Not necessarily. It sure hasn’t gained me any extra cash.
Wait. So I’ve been friends with you and you’re NOT rich? There’s no payoff? Nertz.
Payoff? Other than the occasional concert invitation? Nope, that’s it, bebe.
And in return, you get…uh…uhm…I have a really nice smile.
Not bad for a cartoon.
The terms “democracy” and “plutocracy” are simplistic caricatures Americans like to identify with because it relieves them of any real responsibility for any actual knowledge of their system of government, (constitutional republic), how it works, (liberal representative democracy), and how it enables plutocracy, (through libertarian free-market capitalism), among other things. If Americans are truly opposed to plutocracy, they will need to fashion a system of government very different from what they have now.

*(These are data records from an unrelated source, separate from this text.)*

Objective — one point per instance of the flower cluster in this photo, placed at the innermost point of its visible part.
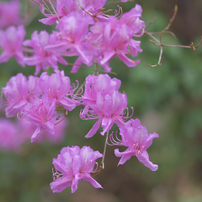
(74, 164)
(84, 30)
(36, 100)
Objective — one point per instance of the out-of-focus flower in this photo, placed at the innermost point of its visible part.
(103, 102)
(10, 13)
(10, 139)
(58, 86)
(42, 58)
(11, 44)
(73, 165)
(136, 138)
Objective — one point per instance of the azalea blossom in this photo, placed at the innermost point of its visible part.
(73, 165)
(11, 44)
(42, 58)
(10, 13)
(136, 138)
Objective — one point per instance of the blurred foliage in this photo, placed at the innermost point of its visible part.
(167, 99)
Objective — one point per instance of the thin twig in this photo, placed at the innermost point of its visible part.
(104, 152)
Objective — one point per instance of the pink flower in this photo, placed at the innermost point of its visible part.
(41, 113)
(64, 8)
(114, 38)
(108, 109)
(10, 136)
(103, 102)
(11, 44)
(101, 84)
(27, 129)
(42, 58)
(58, 86)
(18, 92)
(10, 13)
(73, 165)
(136, 138)
(72, 31)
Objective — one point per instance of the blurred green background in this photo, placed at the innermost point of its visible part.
(167, 99)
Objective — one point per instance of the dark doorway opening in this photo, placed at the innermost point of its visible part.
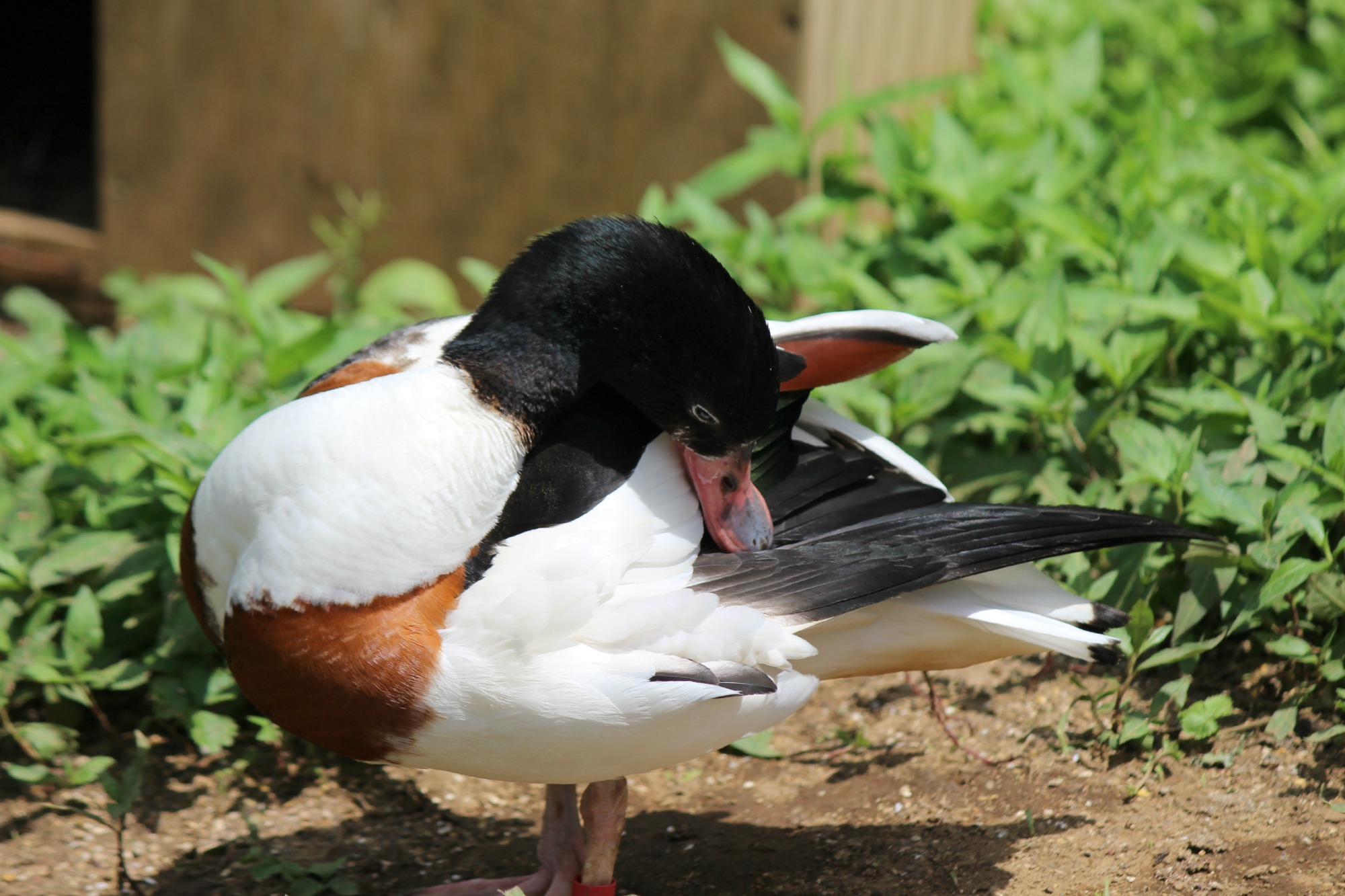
(48, 157)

OK. Now you’re showing off. Actually, I’d argue that we’re more of an oligarchy. But I wouldn’t argue a lot.
Plutocracy…power enabled by wealth….oligarchy…power enabled by traditional class…not really so different. The combination of the two…plutarchy…not really a word yet but easier to pronounce than corporatocracy …not really a word yet either….might be an acceptable compromise. Both would fit into my definition of “among other things.”
We could start the ball rolling and make corporatocracy a word, right here. Just a thought.
LEFTOVER!!! Welcome back! I always learn something new from you.
Oh YES he’s back!
Sorry, Forbes, but I seriously do not believe that you really know or have worked with many of the “one-percenters” you talk about.
You said that “the dreaded “one-percenters” simply worked harder than everyone else to develop their talents and deserve their take.”
Some do, yes. But not many. Jonas Salk (polio vaccine)n did have, but he was concerned about health. Tim Berners-Lee (you know, the guy who invented the world wide web protocols and the like) could have taken a huge cut, but didn’t. Some performers, sports players do, too. As go some people who actually create things, like Picasso, like Bill Gates, like many music and sports performers.
But is somebody going to tell us with a straight face that those in charge of Citigroup, Merrill Lynch, Lehman Brothers, Goldman Sachs, Countrywide Mortgage, JP Morgan Chase, AIG, Enron, (etc., etc.) were really interested in the welfare of children?
Nope, sorry. They are intent on having their PR firms and lobbyists working to maximize their personal wealth.